Byron SpiceMonday, March 31, 2014Print this page.
Medrobotics Corp. has announced it will begin limited marketing in Europe of a robot-assisted surgical device that is based on the snake robot research of Howie Choset, Carnegie Mellon University professor of robotics.
The Flex System is a flexible endoscopic system that enables surgeons to access and visualize hard-to-reach anatomical locations. The system thus promises to extend the benefits of minimally invasive surgery – shorter hospital stays and recovery times – to a broader population of patients. The company initially has targeted the system for use in head and neck surgery, operating through the mouth.
Choset developed the surgical snake robot in collaboration with Alon Wolf, then a post-doctoral researcher and now a faculty member at Technion-Israel Institute of Technology, and Dr. Marco Zenati, then a professor of surgery at the University of Pittsburgh School of Medicine, now at Harvard Medical School. Choset, Wolf and Zenati co-founded Medrobotics as a Carnegie Mellon spin-off in 2005.
Today, the company is based in Raynham, Mass and has obtained the CE Marking that enables it to initiate a limited commercial launch of the Flex System in select European markets.
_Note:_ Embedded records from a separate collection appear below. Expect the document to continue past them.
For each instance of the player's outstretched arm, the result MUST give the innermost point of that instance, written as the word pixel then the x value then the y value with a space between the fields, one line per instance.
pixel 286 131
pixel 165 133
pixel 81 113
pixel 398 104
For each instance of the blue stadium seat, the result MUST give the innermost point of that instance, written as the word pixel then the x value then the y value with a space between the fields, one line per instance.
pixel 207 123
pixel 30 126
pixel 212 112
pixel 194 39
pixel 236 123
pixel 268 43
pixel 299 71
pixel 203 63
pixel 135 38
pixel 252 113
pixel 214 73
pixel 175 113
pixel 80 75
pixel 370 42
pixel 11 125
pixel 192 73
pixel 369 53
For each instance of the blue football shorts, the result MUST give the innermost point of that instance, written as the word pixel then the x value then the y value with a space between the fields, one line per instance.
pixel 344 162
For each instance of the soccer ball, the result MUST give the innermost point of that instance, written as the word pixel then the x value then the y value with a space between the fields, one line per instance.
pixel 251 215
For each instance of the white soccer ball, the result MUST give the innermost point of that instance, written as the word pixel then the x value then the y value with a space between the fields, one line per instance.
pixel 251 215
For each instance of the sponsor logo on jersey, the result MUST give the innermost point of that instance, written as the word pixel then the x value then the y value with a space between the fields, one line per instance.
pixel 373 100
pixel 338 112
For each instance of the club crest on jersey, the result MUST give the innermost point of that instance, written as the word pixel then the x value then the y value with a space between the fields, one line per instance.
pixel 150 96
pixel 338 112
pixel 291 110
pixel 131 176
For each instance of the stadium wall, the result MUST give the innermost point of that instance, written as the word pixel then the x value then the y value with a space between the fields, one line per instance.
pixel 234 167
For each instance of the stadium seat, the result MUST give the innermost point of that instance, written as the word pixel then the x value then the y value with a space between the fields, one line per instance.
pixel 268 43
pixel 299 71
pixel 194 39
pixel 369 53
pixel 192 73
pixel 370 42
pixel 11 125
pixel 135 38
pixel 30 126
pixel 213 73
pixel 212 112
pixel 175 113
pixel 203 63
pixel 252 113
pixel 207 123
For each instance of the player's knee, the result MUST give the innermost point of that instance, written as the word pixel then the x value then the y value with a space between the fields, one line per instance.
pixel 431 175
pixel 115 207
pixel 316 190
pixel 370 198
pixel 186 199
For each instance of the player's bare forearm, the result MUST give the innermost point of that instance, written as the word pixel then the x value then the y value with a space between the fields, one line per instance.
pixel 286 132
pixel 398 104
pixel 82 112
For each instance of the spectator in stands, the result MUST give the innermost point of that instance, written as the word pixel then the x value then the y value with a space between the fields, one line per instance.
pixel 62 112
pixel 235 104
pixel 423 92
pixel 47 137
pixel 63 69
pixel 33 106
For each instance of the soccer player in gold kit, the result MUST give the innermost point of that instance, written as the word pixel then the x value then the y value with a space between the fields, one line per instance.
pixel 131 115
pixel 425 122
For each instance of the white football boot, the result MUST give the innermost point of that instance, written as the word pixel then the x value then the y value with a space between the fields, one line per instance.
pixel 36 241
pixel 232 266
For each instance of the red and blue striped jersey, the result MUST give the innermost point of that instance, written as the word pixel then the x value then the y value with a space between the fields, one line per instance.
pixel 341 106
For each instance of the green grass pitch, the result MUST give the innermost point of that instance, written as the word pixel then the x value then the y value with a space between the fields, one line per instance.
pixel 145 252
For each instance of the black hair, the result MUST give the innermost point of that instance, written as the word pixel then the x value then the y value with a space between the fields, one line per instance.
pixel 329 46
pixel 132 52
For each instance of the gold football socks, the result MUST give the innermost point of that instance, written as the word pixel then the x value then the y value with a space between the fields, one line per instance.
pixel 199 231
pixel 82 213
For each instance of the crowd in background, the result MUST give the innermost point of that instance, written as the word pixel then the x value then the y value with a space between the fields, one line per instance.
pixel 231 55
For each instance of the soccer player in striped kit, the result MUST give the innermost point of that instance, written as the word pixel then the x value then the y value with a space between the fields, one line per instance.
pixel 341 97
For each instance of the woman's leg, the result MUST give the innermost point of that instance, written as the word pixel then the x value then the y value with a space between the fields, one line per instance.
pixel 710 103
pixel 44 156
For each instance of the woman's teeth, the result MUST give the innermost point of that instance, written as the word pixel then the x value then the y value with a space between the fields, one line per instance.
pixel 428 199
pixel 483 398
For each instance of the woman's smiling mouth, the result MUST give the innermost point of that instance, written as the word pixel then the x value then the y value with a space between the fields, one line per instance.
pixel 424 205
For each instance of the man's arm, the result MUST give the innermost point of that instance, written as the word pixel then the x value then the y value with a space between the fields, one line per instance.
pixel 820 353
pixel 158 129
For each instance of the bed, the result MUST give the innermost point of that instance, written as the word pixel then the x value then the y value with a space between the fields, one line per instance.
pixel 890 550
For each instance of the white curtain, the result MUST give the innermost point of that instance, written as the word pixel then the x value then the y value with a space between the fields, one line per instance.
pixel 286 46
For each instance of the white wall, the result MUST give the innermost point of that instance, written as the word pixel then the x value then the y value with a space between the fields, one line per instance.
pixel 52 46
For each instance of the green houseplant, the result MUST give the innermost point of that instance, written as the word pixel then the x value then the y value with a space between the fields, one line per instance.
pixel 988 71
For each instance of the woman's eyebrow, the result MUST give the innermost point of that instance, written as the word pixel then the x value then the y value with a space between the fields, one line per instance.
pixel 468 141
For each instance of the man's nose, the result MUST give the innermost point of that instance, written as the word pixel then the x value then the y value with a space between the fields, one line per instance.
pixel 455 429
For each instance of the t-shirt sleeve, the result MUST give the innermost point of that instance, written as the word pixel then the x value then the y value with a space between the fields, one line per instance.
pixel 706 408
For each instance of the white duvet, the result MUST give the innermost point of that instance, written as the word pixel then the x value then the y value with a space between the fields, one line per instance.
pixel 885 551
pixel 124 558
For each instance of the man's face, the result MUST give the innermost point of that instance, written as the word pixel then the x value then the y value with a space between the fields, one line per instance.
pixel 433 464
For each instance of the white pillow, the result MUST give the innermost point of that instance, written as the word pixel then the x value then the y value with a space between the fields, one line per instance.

Choset, the company’s acting chief technology officer and a partial owner, said he is gratified that the fruits of his research may soon begin helping patients. But he emphasized that the device never would have reached market without one crucial action on his part: letting go of his technology.
“Commercializing a surgical device is not something that a robotics professor such as myself can accomplish with grants to the university,” Choset said. “It requires a large, long-term investment that only a private company can bring together, as well as specialized medical device expertise. When it comes to making this technology available to patients, the company really did the heavy lifting.”
Choset said Pittsburgh was the ideal starting point for this technology because of the world-class expertise in the Robotics Institute and at Pitt. Likewise, it benefited from the entrepreneurial and marketing support of the Pittsburgh Life Sciences Greenhouse (PLSG), which initially invested in Medrobotics. Choset said he is grateful for their support and vision, most notably from the PLSG’s James Jordan, in carrying this technology from the lab to the market.
Choset is a leading expert on multi-jointed robots that resemble snakes. His research team has developed a series of robots capable of making their way through the rubble of collapsed buildings, climbing poles and crawling through pipes.
For the surgical device, Choset and his research team designed a probe that could bend, but remain rigid. It thus combines the features of a laparoscope – a rigid, straight viewing device often used in minimally invasive surgery – with an endoscope, which is a flexible, non-rigid device for peering inside the body.
Physicians can use a joystick to steer the Flex System around organs or other obstructions. It employs a “follow-the-leader” technique so that as the device is extended into the body, the mechanical linkages that follow behind automatically conform to anatomical curves.
The head of the device features a high-definition video camera. Ports on either side of the camera can accommodate tools for cutting or grasping tissue. Though initially developed and tested for heart procedures, Medrobotics has focused its marketing on head-and-neck surgeries accessed through the mouth.
“The Flex System provides a unique platform to access and visualize surgical targets in difficult to reach locations, such as the oropharynx (the area connecting the mouth to the top of the throat) and endolarnyx (within the larynx),” said Dr. Marshall Strome, chairman emeritus of the Cleveland Clinic Head and Neck Institute and a Medrobotics medical adviser.